До декабря Слава ходил в военной форме. Бродя с места на место, читал в газетах все более и более трусливые речи. Вернуться туда? На юг? Несмотря ни на что, вернуться, где слова «не пройдут» не потеряли до сих пор своей силы? В декабре он заболел воспалением легких и, совсем упав духом, провалялся целую зиму. «Зачем жить?» — думал он в жару, и вдруг ему захотелось отказаться от всего, уйти, уйти туда, где мысли и вещи навсегда теряют свой облик. В мартовский день, в грозу, громыхавшую за окном комнаты, где он лежал, кто-то сказал, что пришли немцы. Как мутный, грязный вал, проносилось все это над пылающей от жара головой Славы. Фронта не было. Мир так непоправимо изменил себе, что вся жизнь потеряла смысл. А по ночам перед ним в горячечном бреду вставали из кровавого тумана те четверо — Матья, Дарко, Мишко, Иван — уже без винтовок, без пулеметов, в перевязках, сквозь которые сочилась кровь. Они вставали перед ним, укоризненно качая отяжелевшими головами, а потом, поддерживая друг друга, уносились в печальном хороводе куда-то вдаль, туда, где все поглощает безликий туман небытия.

Почему, над чем они качают головами? Над Прагой? Над фронтом, павшим без единого выстрела? Надо мной? Над нами всеми? Над Мадридом, который предала Прага?

Выздоравливал он туго, истомленный ночными кошмарами. Потом, как-то в апреле, его товарищ врач пришел к нему не в обычный час.

— Уходи. Тебя уже ищут…

Он сразу понял. И первым движением его ослабевшей воли было — смириться. Все равно, пусть приходят.

Вспоминая об этом сейчас, в конце октября тридцать девятого года, Слава усмехается. Из окна чужой квартиры на Градчанах, над Прагой он прощается с этим городом. Сейчас он здоров, полон сил, тверд и уверен в себе, как тогда. Пять месяцев бродил он по Высочине, всей грудью вдыхал воздух пастбищ, разговаривал с крестьянами, которым опостылела война. Надо набраться сил, побольше сил, — твердил он себе в долгих блужданиях под ярким солнцем, швыряя камни на пустынных полянках, в предвидении будущих гранат. И трогал в кармане на груди письмецо, пришедшее в мае, после долгого пути. Письмо со штампом Белграда.

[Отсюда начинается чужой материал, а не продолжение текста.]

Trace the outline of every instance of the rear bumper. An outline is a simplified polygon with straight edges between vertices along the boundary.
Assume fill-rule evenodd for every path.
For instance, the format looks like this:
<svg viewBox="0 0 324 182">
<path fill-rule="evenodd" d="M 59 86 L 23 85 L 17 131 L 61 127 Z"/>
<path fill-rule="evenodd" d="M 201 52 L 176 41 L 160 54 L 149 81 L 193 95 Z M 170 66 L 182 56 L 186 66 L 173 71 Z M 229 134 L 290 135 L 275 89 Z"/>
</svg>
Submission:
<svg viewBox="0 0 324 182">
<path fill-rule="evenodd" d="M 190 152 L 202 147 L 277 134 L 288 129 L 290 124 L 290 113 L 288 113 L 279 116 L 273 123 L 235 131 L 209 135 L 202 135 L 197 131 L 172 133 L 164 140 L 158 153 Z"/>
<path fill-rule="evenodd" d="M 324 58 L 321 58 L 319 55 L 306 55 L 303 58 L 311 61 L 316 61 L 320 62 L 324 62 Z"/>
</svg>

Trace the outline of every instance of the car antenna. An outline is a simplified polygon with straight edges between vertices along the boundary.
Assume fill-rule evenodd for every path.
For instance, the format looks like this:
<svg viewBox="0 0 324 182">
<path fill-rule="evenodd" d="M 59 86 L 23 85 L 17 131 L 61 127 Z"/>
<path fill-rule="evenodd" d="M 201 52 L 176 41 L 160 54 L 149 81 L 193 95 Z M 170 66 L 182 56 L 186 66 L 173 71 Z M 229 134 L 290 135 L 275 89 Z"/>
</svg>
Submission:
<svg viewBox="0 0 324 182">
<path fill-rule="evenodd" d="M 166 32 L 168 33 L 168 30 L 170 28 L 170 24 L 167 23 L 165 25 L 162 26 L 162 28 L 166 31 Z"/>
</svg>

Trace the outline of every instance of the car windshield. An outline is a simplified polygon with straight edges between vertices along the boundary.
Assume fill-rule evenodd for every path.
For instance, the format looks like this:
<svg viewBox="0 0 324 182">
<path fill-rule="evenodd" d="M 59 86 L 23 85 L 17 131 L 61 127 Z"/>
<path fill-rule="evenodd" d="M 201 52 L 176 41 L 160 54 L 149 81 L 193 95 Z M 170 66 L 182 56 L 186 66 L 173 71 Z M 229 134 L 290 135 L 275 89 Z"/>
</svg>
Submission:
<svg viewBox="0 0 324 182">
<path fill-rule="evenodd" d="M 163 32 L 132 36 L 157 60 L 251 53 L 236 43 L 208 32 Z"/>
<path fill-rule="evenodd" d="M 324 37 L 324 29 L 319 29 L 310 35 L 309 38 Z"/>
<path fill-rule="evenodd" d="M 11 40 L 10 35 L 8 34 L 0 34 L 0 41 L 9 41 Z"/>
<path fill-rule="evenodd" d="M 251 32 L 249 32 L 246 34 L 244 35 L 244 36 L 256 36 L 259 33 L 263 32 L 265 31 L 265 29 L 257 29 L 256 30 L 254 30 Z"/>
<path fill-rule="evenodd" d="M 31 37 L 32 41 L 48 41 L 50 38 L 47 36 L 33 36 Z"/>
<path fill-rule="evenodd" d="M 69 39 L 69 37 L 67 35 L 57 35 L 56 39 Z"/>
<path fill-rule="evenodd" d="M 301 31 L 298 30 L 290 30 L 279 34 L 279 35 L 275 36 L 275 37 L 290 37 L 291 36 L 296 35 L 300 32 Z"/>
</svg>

«Конструкция рухнула. Плохой расчет. Готовим новые».

Больше ничего. Только четыре подписи. Четыре имени. После стольких встреч с мертвыми — живое, радостное письмо. Он хотел ответить им, каждый день думал о них. Месяц тому назад они снова написали ему. И снова по тому же старому адресу общежития.

«Едем на новый монтаж. Нужен еще один конструктор».

Они звали его. Несмотря на опасность, он вернулся в Прагу, в волчий капкан. Лихорадочно искал связь — нашел. Теперь он уже знает, куда ехать. Его скорый поезд уходит в девять часов вечера.

— Если тебе повезет, через неделю будешь в Белграде, — сказал ему связной. — Куда придется ехать дальше — неизвестно. В Белграде наши скажут, — добавил он.

Слава получил инструкции. Но он не думает о каких-то анонимных «наших», а с упорной уверенностью повторяет четыре дорогих имени. Все скажут ему они. Они лучше знают, куда ехать. Где найти третий фронт, который не падет.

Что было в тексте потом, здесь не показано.